Read from the beginning:

Part 1: The Waitress

Part 2: The Whiskey

PART III: THE HANDCUFFS

“Well, now. Ain’t this just a fine mess?” Ruby slapped The Little Drunk on the shoulder with her free hand. “Wilson! Hey!”

The Little Drunk stirred in his chair slightly and mumbled something.

“What’s that…?” asked Ruby.

“You can’t fill the holes in my bowling ball,” he said. Well, that’s what Ruby thought he might have said, but the truth was, she had trouble carrying on a conversation with Wilson Jones on a good day. This was most certainly not a good day.

“Wilson, I swear you are not quite right in the head. Wake up, now. I have to get this place cleaned up, and I don’t know how I’m gonna manage, hitched up to you like this. Wake up!”

She slapped him again, harder this time. The Little Drunk started awake.

“It was a fairy! It must have been!”

Ruby shook her head in disgust. “If you’re friendly with fairies, Wilson Jones, I would surely appreciate you calling on one that can magic us out of these handcuffs.”

Wilson looked at the handcuff on his wrist in surprise.

“Why, Ruby! What the heck sakes have we been getting up to?!”

“Nothing but being the butt of Judd Gulley’s idiot wit, that’s all, Wilson. Now get up off that chair and walk, would you? I can’t drag you around the room and still clean it up, can I?”

The Little Drunk hauled himself up with Ruby’s help. Ruby took him by the wrist and walked him back to the kitchen, carrying the bucket. Wilson was pretty much done in, having drunk too many shots of whiskey. Ruby wondered if he had more booze than blood anymore. She had to walk slowly enough for him to keep up, steadying him all the way to the back.

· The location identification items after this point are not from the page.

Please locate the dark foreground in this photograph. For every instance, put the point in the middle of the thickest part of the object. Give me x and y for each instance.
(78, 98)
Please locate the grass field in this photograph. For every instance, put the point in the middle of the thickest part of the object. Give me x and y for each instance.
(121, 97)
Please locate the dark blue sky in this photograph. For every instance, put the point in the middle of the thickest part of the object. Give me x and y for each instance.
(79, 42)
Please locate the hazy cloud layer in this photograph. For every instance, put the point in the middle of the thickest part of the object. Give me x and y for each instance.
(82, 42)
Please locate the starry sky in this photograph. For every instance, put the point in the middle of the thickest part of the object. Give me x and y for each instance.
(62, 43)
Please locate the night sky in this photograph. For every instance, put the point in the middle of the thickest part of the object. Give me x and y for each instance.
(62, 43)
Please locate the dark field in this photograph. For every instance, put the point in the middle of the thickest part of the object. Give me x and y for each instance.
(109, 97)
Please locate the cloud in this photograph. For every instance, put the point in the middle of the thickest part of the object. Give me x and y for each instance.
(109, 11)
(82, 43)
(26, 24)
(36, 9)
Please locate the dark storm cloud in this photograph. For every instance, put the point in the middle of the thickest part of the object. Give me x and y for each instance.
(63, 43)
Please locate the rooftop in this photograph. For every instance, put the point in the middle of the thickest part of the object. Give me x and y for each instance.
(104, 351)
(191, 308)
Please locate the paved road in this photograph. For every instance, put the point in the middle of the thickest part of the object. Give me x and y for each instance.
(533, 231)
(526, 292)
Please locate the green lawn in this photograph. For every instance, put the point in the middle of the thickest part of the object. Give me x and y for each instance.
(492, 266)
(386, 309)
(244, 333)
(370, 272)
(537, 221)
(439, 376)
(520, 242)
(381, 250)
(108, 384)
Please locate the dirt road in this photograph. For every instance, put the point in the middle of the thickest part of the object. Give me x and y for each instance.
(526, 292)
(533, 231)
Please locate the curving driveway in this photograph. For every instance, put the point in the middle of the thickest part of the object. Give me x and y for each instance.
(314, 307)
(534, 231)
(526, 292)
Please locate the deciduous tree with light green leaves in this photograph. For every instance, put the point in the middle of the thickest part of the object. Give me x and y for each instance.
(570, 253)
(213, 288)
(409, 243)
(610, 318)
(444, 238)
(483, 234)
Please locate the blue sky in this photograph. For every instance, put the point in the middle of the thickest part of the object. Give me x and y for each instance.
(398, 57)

They went out the back door and across the far end of the parking lot to the edge of the tree-line, where Ruby emptied the pail. Damn stinking mess, she thought to herself, hauling The Little Drunk around again, and leading him back to the building.

She stoked the fire in the old cook stove, swearing under her breath at Judd’s stinginess. He kept the cook stove for Ruby to cook the meals of his customers on, rather than purchase a propane or electric stove. The cook stove had a water reservoir, and so as long as she kept it full of water, and wood on the fire, she had plenty of hot water for cleaning and dishes. As far as Judd was concerned, that was good enough for The Dump, and so he’d never bothered to hook up a hot water line to the kitchen sink. The only concession he’d made for hot running water led to the shower stall upstairs, and he complained about that every time he got the hydro bill in the mail.

Ruby ladled hot water from the reservoir into the pail, sloshed it around, and emptied it out the back door. She rinsed the pail a second time, the whole procedure taking three times as long as it would have if she weren’t handcuffed to The Little Drunk.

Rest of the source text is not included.